Does sound like a good time....to bad the Skeeter tourney is the same weekend.


----------



## Steelhead Fever (Dec 31, 2009)

yup, saw that, and said forget it! lol


----------



## grabbass (Sep 19, 2011)

me and a buddy or 2 are planning on going would be great to get a few more?


----------



## zpyles_00 (Dec 15, 2004)

been a while since i've been on this site but just letting everyone know you can contact me as well for any questions about this tournament. Me and my dad are the ones putting this on.


----------



## Salmonid (Apr 14, 2004)

Zpyles, me and a couple of buddies are planning on it if weather permits. Cant wait for the hard water to get here!

Salmonid


----------



## zpyles_00 (Dec 15, 2004)

awesome, we're hoping for a good turnout and good weather. 
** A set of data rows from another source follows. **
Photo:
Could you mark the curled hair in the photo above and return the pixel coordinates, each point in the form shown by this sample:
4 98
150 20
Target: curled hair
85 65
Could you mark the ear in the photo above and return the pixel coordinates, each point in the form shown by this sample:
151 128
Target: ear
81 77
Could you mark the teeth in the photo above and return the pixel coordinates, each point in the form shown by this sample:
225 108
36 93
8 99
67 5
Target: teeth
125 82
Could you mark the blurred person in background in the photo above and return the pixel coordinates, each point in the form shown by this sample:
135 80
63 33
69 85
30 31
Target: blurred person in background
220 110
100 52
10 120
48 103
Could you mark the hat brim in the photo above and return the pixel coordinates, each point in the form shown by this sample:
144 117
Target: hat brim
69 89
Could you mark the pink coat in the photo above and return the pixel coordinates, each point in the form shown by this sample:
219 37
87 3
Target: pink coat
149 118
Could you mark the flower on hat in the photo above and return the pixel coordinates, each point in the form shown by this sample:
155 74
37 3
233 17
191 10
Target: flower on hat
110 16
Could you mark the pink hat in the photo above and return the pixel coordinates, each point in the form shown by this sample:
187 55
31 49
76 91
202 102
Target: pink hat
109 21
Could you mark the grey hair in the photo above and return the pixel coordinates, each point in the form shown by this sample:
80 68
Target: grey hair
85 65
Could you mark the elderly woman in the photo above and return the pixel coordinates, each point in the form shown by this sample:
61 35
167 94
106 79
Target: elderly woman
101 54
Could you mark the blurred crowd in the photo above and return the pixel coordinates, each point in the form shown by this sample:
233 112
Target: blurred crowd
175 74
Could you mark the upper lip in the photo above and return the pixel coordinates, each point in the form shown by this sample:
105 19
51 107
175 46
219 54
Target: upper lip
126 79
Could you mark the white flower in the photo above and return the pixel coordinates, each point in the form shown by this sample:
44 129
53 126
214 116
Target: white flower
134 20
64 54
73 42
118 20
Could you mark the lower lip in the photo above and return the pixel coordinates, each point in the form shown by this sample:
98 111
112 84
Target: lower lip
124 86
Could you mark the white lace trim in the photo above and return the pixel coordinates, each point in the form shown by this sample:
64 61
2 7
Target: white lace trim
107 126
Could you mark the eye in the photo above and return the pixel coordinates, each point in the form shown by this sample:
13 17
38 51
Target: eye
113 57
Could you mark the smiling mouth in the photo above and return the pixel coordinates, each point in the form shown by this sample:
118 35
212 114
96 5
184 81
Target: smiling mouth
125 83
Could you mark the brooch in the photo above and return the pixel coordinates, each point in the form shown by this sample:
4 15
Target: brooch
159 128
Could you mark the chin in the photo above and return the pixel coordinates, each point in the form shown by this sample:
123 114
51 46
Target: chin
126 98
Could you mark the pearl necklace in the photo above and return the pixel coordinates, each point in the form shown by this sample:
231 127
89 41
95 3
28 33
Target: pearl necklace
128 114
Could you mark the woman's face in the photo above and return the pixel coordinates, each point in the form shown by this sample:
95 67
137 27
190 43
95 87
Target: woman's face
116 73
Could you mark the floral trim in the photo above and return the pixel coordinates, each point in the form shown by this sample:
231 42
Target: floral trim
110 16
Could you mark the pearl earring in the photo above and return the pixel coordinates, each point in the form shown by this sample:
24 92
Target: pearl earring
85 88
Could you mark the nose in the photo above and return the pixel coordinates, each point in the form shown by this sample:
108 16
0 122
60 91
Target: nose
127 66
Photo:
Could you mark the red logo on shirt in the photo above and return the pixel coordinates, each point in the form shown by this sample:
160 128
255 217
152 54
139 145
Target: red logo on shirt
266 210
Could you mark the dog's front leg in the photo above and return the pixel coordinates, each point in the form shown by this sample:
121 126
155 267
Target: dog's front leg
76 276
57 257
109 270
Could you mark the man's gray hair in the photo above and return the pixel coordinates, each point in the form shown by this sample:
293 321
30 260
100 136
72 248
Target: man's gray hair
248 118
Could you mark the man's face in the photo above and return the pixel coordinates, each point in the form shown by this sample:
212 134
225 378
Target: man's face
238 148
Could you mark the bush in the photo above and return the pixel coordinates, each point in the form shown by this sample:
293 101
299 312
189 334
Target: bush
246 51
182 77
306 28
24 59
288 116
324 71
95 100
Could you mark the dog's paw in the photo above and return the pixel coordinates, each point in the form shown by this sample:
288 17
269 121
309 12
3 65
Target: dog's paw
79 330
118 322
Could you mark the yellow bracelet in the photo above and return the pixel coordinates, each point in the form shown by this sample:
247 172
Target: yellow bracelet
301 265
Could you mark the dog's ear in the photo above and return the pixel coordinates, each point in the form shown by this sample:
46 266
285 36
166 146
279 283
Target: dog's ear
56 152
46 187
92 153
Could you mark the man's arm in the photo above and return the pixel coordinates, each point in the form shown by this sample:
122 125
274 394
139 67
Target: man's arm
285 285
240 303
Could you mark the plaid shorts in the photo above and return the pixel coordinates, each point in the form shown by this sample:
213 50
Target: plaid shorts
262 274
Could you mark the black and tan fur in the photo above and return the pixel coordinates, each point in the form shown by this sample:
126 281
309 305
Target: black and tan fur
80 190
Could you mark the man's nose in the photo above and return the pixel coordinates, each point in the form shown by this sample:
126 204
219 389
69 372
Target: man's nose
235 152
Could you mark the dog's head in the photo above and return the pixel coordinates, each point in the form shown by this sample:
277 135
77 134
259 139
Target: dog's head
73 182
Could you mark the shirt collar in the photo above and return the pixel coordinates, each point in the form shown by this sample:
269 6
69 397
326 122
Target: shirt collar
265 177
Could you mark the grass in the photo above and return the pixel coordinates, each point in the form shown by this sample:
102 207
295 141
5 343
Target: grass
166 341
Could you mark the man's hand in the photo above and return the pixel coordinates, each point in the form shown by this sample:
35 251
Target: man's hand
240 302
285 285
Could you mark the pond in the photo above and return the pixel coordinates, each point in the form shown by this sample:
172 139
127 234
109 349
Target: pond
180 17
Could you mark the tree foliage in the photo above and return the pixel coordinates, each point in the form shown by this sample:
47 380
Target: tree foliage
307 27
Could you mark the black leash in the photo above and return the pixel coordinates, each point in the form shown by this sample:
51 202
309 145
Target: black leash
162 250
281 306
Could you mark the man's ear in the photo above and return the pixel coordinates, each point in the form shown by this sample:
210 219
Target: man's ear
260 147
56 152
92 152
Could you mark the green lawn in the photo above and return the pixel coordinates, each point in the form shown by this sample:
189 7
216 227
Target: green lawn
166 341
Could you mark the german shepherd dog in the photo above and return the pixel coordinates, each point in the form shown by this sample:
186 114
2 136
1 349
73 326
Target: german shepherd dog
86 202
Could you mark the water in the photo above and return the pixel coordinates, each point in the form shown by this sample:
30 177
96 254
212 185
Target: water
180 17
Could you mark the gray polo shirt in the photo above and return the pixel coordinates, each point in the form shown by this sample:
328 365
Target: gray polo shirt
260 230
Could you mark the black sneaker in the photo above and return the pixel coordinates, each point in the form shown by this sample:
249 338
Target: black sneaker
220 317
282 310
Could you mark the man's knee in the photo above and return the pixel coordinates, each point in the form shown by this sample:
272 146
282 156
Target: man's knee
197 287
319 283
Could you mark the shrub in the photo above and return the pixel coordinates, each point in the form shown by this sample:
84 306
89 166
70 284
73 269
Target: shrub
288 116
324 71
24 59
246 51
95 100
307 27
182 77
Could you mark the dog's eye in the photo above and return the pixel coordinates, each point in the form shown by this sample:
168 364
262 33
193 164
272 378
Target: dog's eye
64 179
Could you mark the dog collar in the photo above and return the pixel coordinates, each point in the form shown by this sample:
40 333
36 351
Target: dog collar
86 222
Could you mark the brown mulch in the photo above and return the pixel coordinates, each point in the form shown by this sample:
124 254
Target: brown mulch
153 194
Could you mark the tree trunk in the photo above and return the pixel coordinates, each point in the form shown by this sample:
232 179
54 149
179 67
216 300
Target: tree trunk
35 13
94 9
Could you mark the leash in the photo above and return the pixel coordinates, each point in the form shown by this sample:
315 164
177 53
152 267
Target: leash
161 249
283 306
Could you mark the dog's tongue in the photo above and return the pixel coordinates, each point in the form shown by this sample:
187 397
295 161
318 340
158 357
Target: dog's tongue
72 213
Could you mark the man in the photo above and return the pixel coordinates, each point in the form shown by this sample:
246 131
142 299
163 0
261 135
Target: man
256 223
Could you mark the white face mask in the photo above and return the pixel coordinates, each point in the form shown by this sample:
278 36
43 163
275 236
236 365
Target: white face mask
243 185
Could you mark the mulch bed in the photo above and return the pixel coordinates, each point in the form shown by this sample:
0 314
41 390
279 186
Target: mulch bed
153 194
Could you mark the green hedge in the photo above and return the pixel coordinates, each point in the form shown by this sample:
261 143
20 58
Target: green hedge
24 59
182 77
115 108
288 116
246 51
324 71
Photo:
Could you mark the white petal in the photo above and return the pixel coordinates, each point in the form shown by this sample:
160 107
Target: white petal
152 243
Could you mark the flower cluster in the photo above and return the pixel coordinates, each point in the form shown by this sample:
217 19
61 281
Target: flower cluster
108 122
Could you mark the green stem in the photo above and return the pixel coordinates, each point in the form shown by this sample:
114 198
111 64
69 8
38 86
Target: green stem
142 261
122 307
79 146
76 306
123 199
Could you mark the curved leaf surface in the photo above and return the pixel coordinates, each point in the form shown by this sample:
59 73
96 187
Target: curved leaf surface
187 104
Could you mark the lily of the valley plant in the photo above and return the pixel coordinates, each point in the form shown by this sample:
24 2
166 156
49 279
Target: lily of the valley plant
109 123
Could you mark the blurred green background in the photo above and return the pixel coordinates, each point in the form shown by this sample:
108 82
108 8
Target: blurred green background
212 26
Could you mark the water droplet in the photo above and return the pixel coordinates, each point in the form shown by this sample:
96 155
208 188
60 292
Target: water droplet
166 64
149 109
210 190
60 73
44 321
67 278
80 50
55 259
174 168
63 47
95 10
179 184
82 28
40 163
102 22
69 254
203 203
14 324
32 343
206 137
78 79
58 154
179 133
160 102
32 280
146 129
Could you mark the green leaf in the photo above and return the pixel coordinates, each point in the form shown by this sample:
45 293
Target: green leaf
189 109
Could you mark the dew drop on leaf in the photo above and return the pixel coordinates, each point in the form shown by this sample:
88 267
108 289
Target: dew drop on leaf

should be a good time, we are working on raffle prizes right now. hoping to get some really nice items that people are definetly going to be interested in. 

hoping folks bring their kids out as well. great sport to get them into.


----------



## zpyles_00 (Dec 15, 2004)

we will be raffling off a brand new Frabill Commando 1 man flip over ice shanty and also a brand new Vexilar FL-18 pro pack transducer. There are still more raffle items to come and we have tons of nice door prizes as well. 

Raffle tickets will be available very soon. They will be $5 a piece or 5 for $20


----------



## 1977 walleye guy (Mar 11, 2006)

do you have to be present to win on the raffle prizes?
If not, pm me I'd like to purchase some.


----------



## zpyles_00 (Dec 15, 2004)

no you do not have to be present to win. 

i have tickets available now.


----------



## zpyles_00 (Dec 15, 2004)

This tournament has been cancelled. 

Maybe next year mother nature will cooperate.


----------